School of Physics, Georgia Institute of Technology, Atlanta, Georgia 30332, United States.
UT/ORNL Center for Molecular Biophysics, Biosciences Division, Oak Ridge National Laboratory, Oak Ridge, Tennessee 37831, United States.
J Phys Chem Lett. 2021 Jun 17;12(23):5494-5502. doi: 10.1021/acs.jpclett.1c01494. Epub 2021 Jun 4.

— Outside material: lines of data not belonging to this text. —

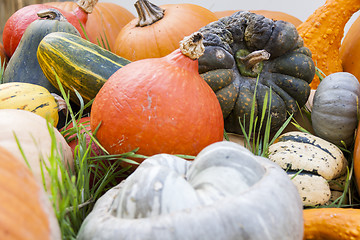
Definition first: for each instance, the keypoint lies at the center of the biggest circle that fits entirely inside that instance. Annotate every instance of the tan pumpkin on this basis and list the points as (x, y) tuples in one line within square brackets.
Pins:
[(35, 140), (25, 210), (158, 30), (323, 31), (275, 15)]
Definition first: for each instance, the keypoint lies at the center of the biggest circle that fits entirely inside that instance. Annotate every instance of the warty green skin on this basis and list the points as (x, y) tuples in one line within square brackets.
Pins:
[(23, 66), (286, 74), (78, 63)]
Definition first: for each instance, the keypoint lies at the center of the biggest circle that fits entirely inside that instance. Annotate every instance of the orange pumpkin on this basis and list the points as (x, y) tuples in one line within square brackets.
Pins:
[(158, 30), (26, 212), (275, 15), (350, 49), (159, 105), (331, 223), (107, 19)]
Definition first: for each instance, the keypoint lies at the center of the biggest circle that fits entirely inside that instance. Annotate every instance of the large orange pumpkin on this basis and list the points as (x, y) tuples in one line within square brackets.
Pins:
[(25, 210), (350, 49), (356, 157), (275, 15), (3, 56), (158, 30), (107, 19), (160, 105)]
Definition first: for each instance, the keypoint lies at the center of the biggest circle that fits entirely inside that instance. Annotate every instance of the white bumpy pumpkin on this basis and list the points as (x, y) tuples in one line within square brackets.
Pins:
[(225, 193)]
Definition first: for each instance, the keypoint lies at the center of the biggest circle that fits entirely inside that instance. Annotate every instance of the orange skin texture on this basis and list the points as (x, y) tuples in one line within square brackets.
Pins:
[(162, 37), (16, 25), (350, 49), (23, 212), (160, 105), (322, 33), (107, 19), (275, 15), (331, 223)]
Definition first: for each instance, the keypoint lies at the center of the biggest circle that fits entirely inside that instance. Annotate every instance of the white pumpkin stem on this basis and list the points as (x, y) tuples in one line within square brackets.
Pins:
[(87, 5), (148, 13), (192, 46)]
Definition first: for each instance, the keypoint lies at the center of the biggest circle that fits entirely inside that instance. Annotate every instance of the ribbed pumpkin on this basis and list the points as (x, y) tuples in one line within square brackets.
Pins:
[(26, 212), (106, 20), (275, 15), (350, 49), (16, 25), (157, 31), (160, 105)]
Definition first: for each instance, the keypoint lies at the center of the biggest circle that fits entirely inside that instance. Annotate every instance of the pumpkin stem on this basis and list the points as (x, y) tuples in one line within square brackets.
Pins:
[(148, 13), (87, 5), (192, 46), (51, 14), (250, 64)]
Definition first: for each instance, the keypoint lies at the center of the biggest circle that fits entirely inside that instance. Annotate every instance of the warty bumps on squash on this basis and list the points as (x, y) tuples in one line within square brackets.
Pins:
[(247, 54), (159, 105)]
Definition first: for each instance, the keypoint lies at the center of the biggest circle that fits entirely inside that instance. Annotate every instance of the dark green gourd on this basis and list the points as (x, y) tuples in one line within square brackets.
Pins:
[(23, 65)]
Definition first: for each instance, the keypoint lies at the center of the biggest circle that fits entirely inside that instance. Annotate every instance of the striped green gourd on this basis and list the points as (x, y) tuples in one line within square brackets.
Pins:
[(79, 64)]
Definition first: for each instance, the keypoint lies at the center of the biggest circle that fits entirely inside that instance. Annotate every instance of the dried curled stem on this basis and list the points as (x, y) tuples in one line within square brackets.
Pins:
[(192, 46)]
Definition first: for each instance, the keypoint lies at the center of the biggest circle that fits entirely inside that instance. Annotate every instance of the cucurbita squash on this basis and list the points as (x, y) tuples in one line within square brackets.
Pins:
[(319, 160), (32, 132), (16, 25), (157, 31), (159, 105), (30, 97), (23, 65), (26, 212), (225, 193), (331, 223), (323, 31), (247, 53), (275, 15), (104, 23), (335, 108), (79, 64)]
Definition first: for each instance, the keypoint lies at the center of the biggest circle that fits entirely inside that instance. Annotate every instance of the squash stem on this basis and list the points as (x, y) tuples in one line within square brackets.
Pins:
[(51, 14), (148, 13)]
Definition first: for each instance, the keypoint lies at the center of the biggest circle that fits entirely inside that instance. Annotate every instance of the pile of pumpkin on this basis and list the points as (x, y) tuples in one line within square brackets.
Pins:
[(166, 84)]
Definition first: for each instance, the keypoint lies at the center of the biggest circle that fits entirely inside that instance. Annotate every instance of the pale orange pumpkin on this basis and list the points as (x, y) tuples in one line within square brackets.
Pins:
[(3, 56), (275, 15), (26, 212), (106, 20), (158, 30)]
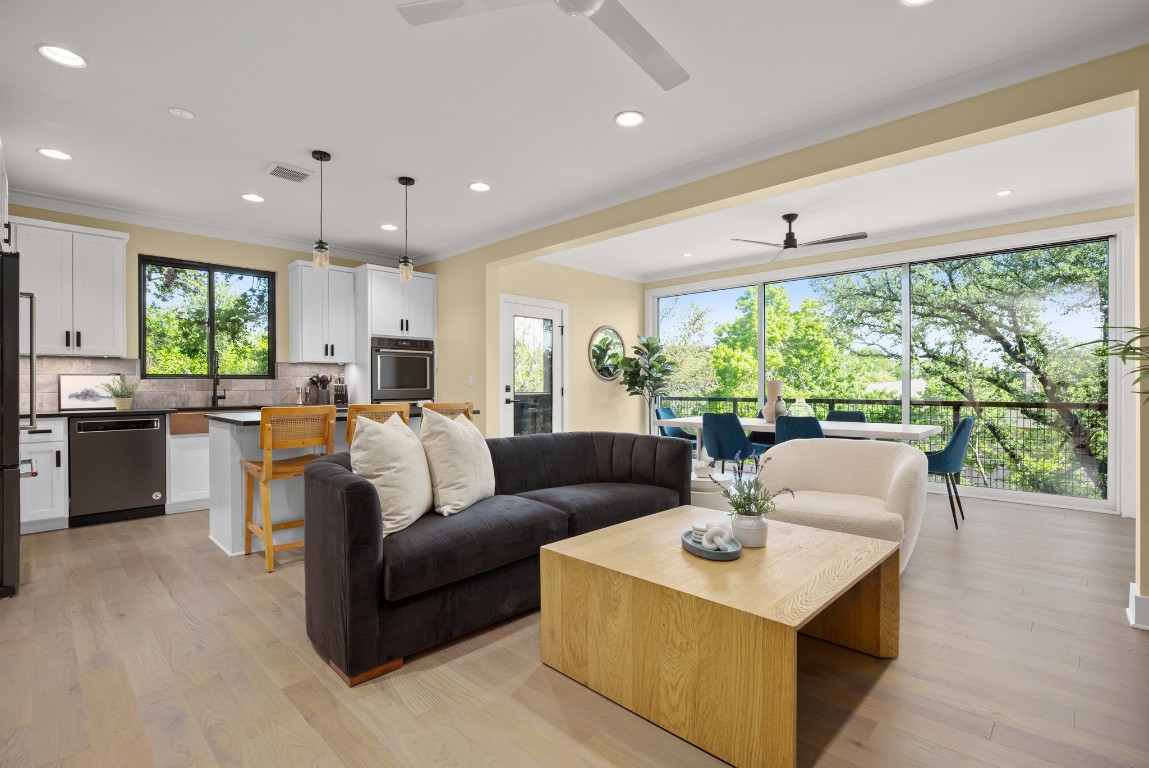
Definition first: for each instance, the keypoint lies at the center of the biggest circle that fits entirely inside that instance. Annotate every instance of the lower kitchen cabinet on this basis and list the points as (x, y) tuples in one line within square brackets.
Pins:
[(44, 498), (187, 473)]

SARS-CoV and SARS-CoV-2 bind to the human ACE2 receptor in practically identical conformations, although several residues of the receptor-binding domain (RBD) differ between them. Herein, we have used molecular dynamics (MD) simulations, machine learning (ML), and free-energy perturbation (FEP) calculations to elucidate the differences in binding by the two viruses. Although only subtle differences were observed from the initial MD simulations of the two RBD-ACE2 complexes, ML identified the individual residues with the most distinctive ACE2 interactions, many of which have been highlighted in previous experimental studies. FEP calculations quantified the corresponding differences in binding free energies to ACE2, and examination of MD trajectories provided structural explanations for these differences. Lastly, the energetics of emerging SARS-CoV-2 mutations were studied, showing that the affinity of the RBD for ACE2 is increased by N501Y and E484K mutations but is slightly decreased by K417N.
SARS-CoV 和 SARS-CoV-2 以几乎相同的构象结合到人类 ACE2 受体上,尽管受体结合域(RBD)的几个残基在它们之间存在差异。在此,我们使用分子动力学(MD)模拟、机器学习(ML)和自由能微扰(FEP)计算来阐明两种病毒的结合差异。尽管从最初的 RBD-ACE2 复合物的 MD 模拟中仅观察到细微差异,但 ML 确定了与 ACE2 具有最独特相互作用的单个残基,其中许多残基已在先前的实验研究中得到强调。FEP 计算量化了与 ACE2 结合自由能的相应差异,对 MD 轨迹的检查为这些差异提供了结构解释。最后,研究了 SARS-CoV-2 新兴突变的能量学,表明 RBD 对 ACE2 的亲和力通过 N501Y 和 E484K 突变而增加,但通过 K417N 突变略有降低。